Economic experts consider what the ideas around stakeholder capitalism might mean for business

Credit: Glen Gyssler

Dec 10, 2019

Sections Economics

Collections IGM Poll

In August, the Business Roundtable, which represents the CEOs of some of America’s largest companies, issued a statement addressing the purpose of a corporation. The statement indicated that, for the 181 chief executives who signed it, their businesses were bound by a “fundamental commitment” to all stakeholders, including shareholders but also customers, employees, suppliers, and the communities in which they operate. The statement appears to be a step away from the “shareholder primacy” model of corporate governance. But does operating a business for the explicit purpose of enriching shareholders create harm for other stakeholders? Would a “stakeholder primacy” model mean worse outcomes for shareholders? Chicago Booth’s Initiative on Global Markets consulted its economic experts panels in the United States and Europe to investigate what the ideas around stakeholder capitalism might mean for business.

Statement A: Having companies run to maximize shareholder value creates significant negative externalities for workers and communities.

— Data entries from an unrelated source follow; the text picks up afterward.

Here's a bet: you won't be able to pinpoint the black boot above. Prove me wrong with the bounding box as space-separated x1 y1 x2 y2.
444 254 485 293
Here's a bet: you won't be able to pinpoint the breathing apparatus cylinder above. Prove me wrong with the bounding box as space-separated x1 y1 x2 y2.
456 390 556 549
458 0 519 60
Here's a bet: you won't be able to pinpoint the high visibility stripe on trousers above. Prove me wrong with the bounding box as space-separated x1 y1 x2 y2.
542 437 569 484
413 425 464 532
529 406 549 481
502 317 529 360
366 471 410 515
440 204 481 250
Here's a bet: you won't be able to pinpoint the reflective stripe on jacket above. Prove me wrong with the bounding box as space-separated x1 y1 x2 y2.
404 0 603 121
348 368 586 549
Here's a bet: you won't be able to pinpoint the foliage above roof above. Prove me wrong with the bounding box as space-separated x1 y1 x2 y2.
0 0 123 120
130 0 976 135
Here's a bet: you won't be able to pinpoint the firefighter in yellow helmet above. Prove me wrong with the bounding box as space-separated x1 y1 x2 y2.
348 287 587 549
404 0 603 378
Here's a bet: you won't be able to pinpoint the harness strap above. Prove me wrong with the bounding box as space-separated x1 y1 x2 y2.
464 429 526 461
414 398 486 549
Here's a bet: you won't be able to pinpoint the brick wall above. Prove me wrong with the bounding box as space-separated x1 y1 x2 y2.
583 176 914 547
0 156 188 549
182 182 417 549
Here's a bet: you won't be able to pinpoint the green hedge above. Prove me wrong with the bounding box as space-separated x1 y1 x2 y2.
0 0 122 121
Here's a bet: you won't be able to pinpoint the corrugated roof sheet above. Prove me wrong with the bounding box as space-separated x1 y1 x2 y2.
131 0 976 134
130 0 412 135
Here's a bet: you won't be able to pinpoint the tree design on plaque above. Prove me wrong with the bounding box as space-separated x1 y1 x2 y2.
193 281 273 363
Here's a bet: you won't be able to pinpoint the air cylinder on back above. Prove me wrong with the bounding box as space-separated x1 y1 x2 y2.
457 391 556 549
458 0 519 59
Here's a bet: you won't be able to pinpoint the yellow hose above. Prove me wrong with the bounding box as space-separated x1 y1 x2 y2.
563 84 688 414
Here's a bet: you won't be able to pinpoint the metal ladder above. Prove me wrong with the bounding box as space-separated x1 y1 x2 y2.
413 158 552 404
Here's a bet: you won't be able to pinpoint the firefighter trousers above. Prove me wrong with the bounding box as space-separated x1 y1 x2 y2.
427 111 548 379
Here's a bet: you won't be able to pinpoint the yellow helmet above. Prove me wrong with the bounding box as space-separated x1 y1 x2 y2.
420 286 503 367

Responses weighted by each panelist’s confidence

Daron Acemoglu, MIT
“Cutting wages or polluting increase shareholder value with considerable social cost. Competition will not necessarily drive them out.”
Response: Agree

Peter Neary, Oxford
“I agree with this statement, though maximizing shareholder value also encourages efficient profit making, which has social value.”
Response: Agree

Lubos Pastor, Chicago Booth
“True, but it creates not only negative but also positive externalities. The net effect varies across firms.”
Response: Uncertain

Statement B: Appropriately managed corporations could create significantly greater value than they currently do for a range of stakeholders—including workers, suppliers, customers, and community members—with negligible impacts on shareholder value.

Responses weighted by each panelist’s confidence

Darrell Duffie, Stanford
“Hard to know. But if true, this would imply almost no misalignment of incentives between shareholders and the others. That seems unlikely.”
Response: Uncertain

Oliver Hart, Harvard
“Companies are not usually managed inefficiently. They may be maximizing the wrong thing, but I don’t think there’s money ‘left on the table.’”
Response: Disagree

Hélène Rey, London Business School
“Some cost-cutting decisions are often very short term and destroy value in the long run. Example: fraud (diesel-emissions scandal).”
Response: Agree

Statement C: Effective mechanisms for boards of directors to ensure that CEOs act in ways that balance the interests of all stakeholders would be straightforward to introduce.

Responses weighted by each panelist’s confidence

David Autor, MIT
“Never straightforward. But still potentially worth it. Other country examples—Germany, Denmark—prove it’s feasible.”
Response: Disagree

Jean-Pierre Danthine, Paris School of Economics
“Regulation and legal mechanisms must be complemented by changes in investors’ convictions!”
Response: Uncertain

Christian Leuz, Chicago Booth
“It would clearly be difficult, but this does not imply that one should not try. There are many difficult governance problems.”